Figure 6. TAZ-Induced Hepatocyte Ihh Increases the Expression of Fibrosis-Related Genes in Hepatic Stellate Cells.

Figure 6

(A) Expression of Wwtr1 and Ihh mRNA in control and TAZ-silenced AML12 cells (*p < 0.0003; mean ± SEM; n=3).

(B) Immunoblot of TAZ and Ihh in control and TAZ-silenced AML12 cells.

(C) Ihh concentrations, assayed by ELISA, in the media of control and TAZ-silenced AML12 cells (*p < 0.003; mean ± SEM; n=3).

(D) Primary hepatic stellate cells (HSCs) were incubated for 72 h with conditioned medium (CM) obtained from control or Taz-silenced AML12 cells or with medium not exposed to cells (non-CM). The HSCs were then assayed for Opn, Timp1, and Col1a1 mRNA (upper panel; *p < 0.05; mean ± SEM; n=4) and the respective proteins by immunoblot (lower panel).

(E) HSCs were incubated for 72 h with non-CM or CM obtained from control or Ihh-silenced AML12 cells and then assayed for Opn, Timp1, and Col1a1 mRNA (*p < 0.04; **p < 0.0001, mean ± SEM; n=4).

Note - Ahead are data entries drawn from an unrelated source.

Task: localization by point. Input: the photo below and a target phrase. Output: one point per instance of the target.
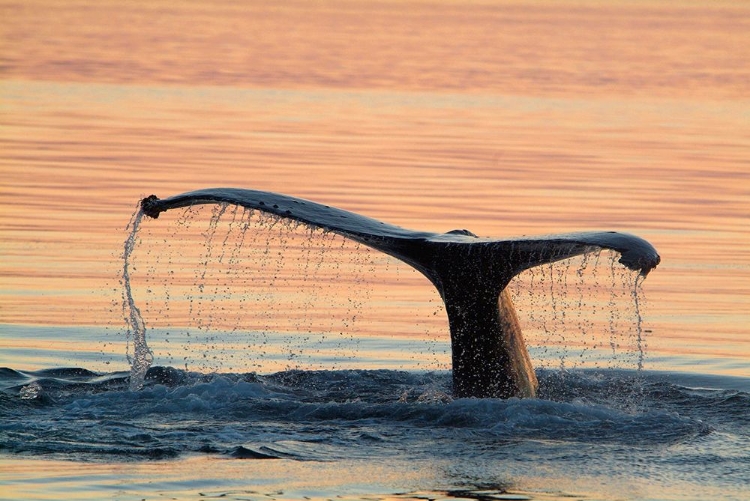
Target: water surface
(506, 118)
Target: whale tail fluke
(489, 355)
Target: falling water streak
(142, 355)
(639, 278)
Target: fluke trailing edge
(471, 274)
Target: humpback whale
(489, 356)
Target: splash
(471, 274)
(142, 357)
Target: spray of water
(142, 357)
(245, 290)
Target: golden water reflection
(507, 119)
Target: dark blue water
(645, 427)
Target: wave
(328, 415)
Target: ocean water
(293, 364)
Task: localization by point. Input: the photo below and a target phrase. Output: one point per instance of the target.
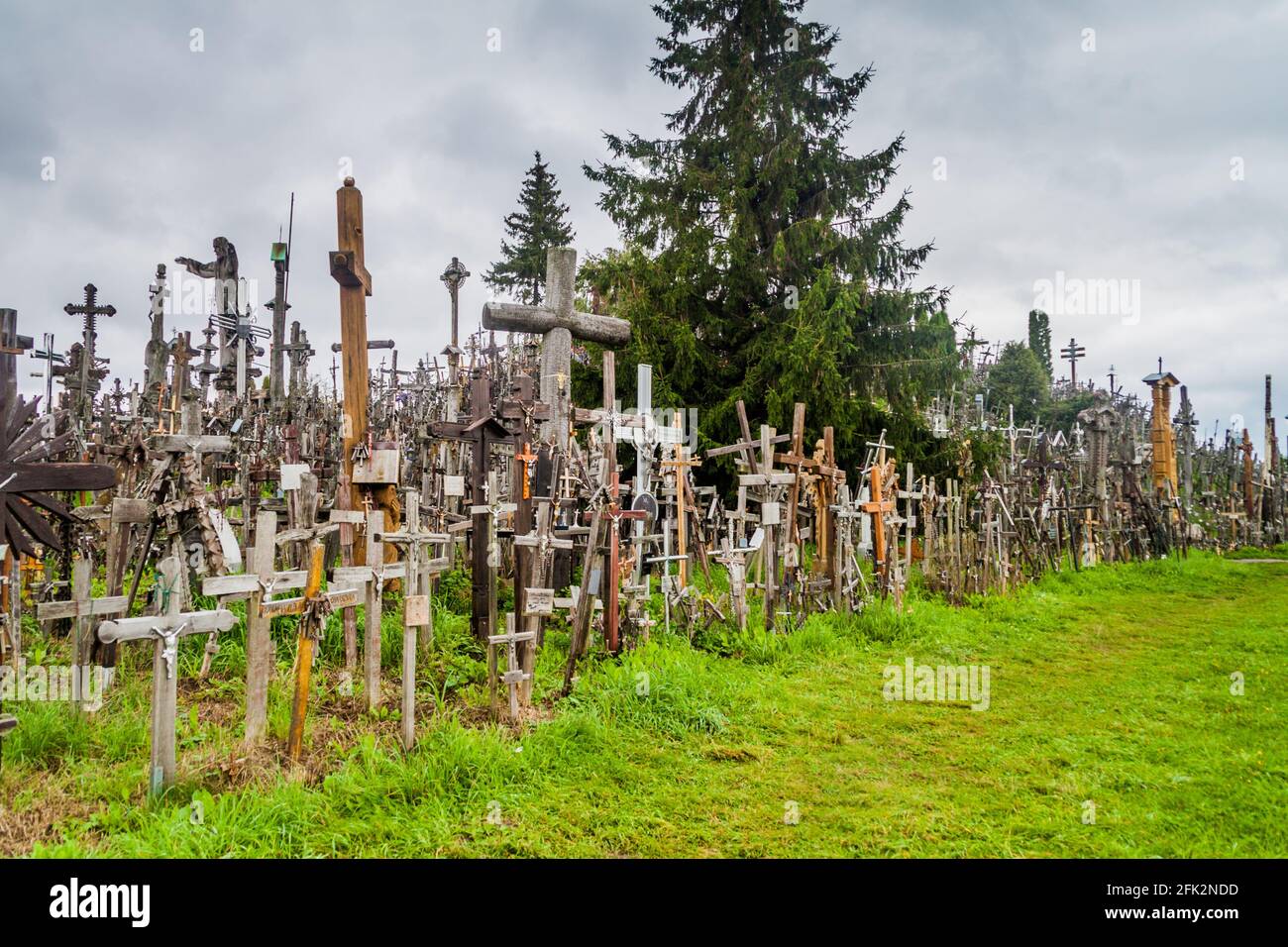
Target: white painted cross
(165, 630)
(416, 603)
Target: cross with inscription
(417, 612)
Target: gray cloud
(1113, 163)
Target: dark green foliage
(1039, 339)
(1063, 412)
(1018, 379)
(761, 261)
(539, 224)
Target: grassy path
(1111, 688)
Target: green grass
(1112, 685)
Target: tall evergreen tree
(1039, 339)
(758, 262)
(1018, 380)
(539, 224)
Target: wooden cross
(257, 585)
(312, 608)
(681, 463)
(349, 269)
(165, 630)
(846, 574)
(514, 676)
(417, 612)
(616, 514)
(373, 577)
(489, 544)
(481, 433)
(81, 607)
(558, 322)
(89, 311)
(1072, 354)
(527, 459)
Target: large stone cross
(417, 611)
(559, 324)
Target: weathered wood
(165, 630)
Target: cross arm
(604, 330)
(159, 625)
(246, 582)
(115, 604)
(348, 269)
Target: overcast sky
(1151, 151)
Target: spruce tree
(1039, 339)
(539, 224)
(763, 262)
(1018, 380)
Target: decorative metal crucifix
(313, 605)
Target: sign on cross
(417, 612)
(877, 506)
(258, 583)
(165, 630)
(558, 322)
(312, 608)
(81, 607)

Immunoblot of Ihh and TAZ in siIhh-treated and control AML12 cells is shown below the graph.

(F) Control or Taz-silenced AML12 cells that were transduced with a plasmid encoding Ihh or control GFP. Aliquots of the four sets of conditioned medium were assayed for Ihh by ELISA (*p < 0.002; mean ± SEM; n=3).

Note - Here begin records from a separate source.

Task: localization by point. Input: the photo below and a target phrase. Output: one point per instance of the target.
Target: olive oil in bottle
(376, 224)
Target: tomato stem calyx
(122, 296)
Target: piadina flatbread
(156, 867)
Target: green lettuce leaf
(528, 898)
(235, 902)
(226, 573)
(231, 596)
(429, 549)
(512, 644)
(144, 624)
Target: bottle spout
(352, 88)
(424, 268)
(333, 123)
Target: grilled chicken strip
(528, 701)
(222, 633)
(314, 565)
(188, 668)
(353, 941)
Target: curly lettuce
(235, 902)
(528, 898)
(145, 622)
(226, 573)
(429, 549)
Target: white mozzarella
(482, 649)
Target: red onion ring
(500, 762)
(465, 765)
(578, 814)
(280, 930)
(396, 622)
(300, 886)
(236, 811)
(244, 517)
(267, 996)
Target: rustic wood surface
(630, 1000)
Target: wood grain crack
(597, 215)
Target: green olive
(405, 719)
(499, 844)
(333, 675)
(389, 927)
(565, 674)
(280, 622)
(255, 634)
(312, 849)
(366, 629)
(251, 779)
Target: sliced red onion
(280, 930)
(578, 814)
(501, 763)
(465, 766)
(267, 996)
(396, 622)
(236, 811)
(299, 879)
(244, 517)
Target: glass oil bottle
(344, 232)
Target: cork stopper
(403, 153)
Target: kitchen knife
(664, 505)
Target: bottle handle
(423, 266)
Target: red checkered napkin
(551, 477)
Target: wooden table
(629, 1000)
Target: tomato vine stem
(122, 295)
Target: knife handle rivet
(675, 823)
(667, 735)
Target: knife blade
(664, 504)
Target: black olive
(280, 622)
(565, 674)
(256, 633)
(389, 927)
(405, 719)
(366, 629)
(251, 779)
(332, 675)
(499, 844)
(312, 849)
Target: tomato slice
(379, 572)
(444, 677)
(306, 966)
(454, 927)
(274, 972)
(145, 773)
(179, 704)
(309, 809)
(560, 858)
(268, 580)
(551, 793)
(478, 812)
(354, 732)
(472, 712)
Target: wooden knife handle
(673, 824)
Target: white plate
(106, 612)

(G) HSCs were incubated with conditioned media from the 4 sets of cells in (F) or with non-CM and then assayed for Opn, Timp1, and Col1a1 mRNA (*p < 0.05; **p < 0.004, ***p < 0.0004, mean ± SEM; n=4). Note that bars 2 and 3 for Opn and Col1a1 are significantly different at p < 0.05.

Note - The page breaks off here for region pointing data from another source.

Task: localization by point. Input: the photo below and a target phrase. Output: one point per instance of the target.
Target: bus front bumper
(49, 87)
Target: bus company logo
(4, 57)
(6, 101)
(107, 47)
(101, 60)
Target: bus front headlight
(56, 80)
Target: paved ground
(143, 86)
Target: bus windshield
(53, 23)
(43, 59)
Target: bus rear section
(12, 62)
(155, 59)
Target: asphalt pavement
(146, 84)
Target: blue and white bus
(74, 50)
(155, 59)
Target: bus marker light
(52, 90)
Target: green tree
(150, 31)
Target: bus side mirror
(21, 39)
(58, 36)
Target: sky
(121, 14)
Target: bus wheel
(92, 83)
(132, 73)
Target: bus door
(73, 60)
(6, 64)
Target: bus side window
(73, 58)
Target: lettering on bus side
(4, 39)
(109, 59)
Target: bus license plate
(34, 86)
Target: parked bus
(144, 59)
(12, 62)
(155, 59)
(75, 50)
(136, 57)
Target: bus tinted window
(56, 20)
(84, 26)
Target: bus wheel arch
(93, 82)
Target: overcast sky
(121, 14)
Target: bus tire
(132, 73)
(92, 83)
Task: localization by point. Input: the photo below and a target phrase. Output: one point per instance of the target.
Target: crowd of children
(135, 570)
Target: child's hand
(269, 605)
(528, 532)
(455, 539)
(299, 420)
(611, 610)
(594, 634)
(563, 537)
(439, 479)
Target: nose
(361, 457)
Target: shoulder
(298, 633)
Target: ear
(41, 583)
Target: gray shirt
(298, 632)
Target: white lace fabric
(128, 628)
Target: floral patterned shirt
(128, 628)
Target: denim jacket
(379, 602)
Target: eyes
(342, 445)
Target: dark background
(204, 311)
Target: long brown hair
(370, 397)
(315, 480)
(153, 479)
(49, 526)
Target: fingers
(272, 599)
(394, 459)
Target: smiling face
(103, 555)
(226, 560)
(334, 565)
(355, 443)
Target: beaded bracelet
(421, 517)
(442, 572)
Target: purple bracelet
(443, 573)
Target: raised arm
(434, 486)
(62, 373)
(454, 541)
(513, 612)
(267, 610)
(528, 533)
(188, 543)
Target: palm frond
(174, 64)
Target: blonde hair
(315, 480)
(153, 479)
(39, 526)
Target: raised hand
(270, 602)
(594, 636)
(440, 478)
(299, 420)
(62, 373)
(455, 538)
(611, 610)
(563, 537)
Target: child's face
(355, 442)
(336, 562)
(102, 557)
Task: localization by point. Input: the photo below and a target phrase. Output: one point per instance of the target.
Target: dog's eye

(H) Primary HSCs were activated by culturing for 72 h in medium containing 10% FBS and then treated with siControl or siTaz duplex, followed by culturing in the same medium for an additional 48 h. The cells were then assayed for Wwtr1, Acta2, Col1a1, Col4a1, Timp1, Opn, and Des mRNAs or cell proliferation. For the proliferation assay, the cells were synchronized by overnight culture in medium containing 0.2% FBS and then cultured an additional 48 h in medium containing 10% FBS. The cells were incubated with WST-1, and absorbance at 440 nm was measured to assess cell number.